Kloster Veßra - Corona und Lockdown – Stillstand für die Kunst? Sicher nicht, denn die meisten Kunstschaffenden sind auch in der Pandemie aktiv und kreativ und leben ihre Kunst, ist sie doch Lebensader und Hoffnungsgeberin. Ihre Kunst der Öffentlichkeit zeigen, blieb vielen Künstlern in den vergangenen zwei Jahren verwehrt.

Das Hennebergische Museum Kloster Veßra möchte zehn Kunstschaffenden aus dem Süden Thüringens die Gelegenheit geben, ihre unter den besonderen Bedingungen der Pandemie entstandenen Kunstwerke in der Sonderausstellung „Noch da! Kunst in Zeiten von Corona“ auszustellen.

Willkommen sind Werke der bildenden und angewandten Kunst wie Malerei, Grafik, Fotografie, Plastik und Digital Art. Mit einer Projektskizze, die drei bis fünf Objekte enthält, können sich Interessierte beim Hennebergischen Museum Kloster Veßra bis zum 16. Januar postalisch oder per E-Mail bewerben.

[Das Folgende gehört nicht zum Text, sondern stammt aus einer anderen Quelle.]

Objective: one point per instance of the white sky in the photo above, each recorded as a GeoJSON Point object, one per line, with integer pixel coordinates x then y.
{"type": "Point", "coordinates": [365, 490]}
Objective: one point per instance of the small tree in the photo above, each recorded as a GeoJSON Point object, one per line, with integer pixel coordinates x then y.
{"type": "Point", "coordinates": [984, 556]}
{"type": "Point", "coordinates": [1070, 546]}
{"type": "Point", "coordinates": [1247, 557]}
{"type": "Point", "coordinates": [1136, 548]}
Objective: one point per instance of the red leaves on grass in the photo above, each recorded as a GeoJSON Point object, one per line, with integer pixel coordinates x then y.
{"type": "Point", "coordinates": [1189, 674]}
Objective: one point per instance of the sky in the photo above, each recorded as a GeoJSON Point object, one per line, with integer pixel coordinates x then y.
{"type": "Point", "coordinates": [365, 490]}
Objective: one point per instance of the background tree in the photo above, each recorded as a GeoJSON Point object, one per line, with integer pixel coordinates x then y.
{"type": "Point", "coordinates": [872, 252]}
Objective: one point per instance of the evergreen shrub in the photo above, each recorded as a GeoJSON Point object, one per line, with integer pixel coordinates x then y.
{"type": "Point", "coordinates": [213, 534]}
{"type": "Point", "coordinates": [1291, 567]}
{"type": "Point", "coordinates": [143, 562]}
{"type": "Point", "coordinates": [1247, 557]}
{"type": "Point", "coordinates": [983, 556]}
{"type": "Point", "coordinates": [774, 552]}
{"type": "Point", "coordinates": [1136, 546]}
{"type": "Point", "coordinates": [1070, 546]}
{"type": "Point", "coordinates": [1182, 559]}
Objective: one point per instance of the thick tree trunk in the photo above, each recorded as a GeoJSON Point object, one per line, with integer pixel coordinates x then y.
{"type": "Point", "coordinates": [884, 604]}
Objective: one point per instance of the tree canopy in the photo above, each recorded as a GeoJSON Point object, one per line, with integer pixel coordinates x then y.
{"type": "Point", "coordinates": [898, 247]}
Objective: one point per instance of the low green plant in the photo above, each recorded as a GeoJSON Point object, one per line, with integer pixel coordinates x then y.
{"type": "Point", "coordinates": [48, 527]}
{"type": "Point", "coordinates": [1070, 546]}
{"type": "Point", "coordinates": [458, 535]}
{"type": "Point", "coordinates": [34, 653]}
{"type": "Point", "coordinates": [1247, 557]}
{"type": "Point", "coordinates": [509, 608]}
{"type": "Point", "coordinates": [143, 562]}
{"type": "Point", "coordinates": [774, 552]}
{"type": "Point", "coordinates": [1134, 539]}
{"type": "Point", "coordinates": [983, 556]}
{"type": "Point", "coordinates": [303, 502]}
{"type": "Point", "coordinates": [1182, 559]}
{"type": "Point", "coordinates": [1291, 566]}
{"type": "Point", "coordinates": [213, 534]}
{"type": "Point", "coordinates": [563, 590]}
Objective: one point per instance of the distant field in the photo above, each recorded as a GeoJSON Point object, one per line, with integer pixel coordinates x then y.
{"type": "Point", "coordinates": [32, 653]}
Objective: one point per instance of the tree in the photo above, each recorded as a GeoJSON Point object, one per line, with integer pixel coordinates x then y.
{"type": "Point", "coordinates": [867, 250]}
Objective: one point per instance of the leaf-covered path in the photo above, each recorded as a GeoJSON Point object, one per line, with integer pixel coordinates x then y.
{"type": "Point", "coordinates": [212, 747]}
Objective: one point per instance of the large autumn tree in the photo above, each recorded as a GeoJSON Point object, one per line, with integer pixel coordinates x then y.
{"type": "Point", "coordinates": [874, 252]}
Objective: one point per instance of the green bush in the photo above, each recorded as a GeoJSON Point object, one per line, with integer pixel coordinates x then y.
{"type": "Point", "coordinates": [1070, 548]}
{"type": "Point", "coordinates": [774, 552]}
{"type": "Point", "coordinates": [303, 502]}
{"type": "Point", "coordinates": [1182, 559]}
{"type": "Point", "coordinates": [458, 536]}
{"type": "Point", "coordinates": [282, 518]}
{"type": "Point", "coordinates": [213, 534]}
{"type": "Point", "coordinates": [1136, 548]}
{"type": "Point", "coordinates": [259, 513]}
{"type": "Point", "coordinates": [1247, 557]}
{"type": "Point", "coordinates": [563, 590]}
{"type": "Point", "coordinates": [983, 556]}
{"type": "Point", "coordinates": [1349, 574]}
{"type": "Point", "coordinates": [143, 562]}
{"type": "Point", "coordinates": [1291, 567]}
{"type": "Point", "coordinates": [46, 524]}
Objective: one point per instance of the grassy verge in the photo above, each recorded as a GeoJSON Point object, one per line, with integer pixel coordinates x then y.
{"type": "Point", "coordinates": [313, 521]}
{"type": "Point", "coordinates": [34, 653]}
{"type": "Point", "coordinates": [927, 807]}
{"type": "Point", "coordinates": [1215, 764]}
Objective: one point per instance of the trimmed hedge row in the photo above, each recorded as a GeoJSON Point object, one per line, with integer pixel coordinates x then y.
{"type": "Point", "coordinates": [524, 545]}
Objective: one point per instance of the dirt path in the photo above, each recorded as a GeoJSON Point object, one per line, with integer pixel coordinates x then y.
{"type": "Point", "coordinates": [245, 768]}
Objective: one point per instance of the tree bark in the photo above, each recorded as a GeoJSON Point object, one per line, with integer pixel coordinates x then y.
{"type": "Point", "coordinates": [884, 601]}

Die Projektskizze sollte sowohl Fotos zu den Objekten als auch eine genaue Objektbezeichnung mit Genre, Technik, Material und Maßen beinhalten. Ansprechpartnerin für alle Fragen der Ausstellungsplanung ist die Kuratorin Christine Hartung (Hennebergisches Museum Kloster Veßra, Anger 35, 98660 Kloster Veßra; E-Mail: christine.hartung@museumklostervessra.de). Weitere Informationen zur Bewerbung und zu den Teilnahmebedingungen gibt es auf der Homepage des Museums.

Ein Gremium bestehend aus Kunst- und Kulturschaffenden (unter anderem ein Vorstandsmitglied des Verbandes Bildender Künstler Thüringen, ein Kulturredakteur) wählt aus den Zusendungen zehn Künstler aus. In Abhängigkeit von der Größe der einzelnen Kunstwerke können mehrere Kunstwerke einer Bewerberin oder eines Bewerbers im Kunstraum ausgestellt werden.

Die ausstellenden Künstler erhalten eine Aufwandsentschädigung beziehungsweise eine Versicherungspauschale von 250 Euro. Die Gestaltung der Exposition vor Ort, die Gesamtbeschriftung der Schau und die Bewerbung in den Sozialen Medien übernimmt das Museum. Bei der Vernissage und an den Wochenenden besteht für die Kunstschaffenden die Möglichkeit, sich selbst und ihre Werke vorzustellen und weitere Kunstobjekte zu verkaufen.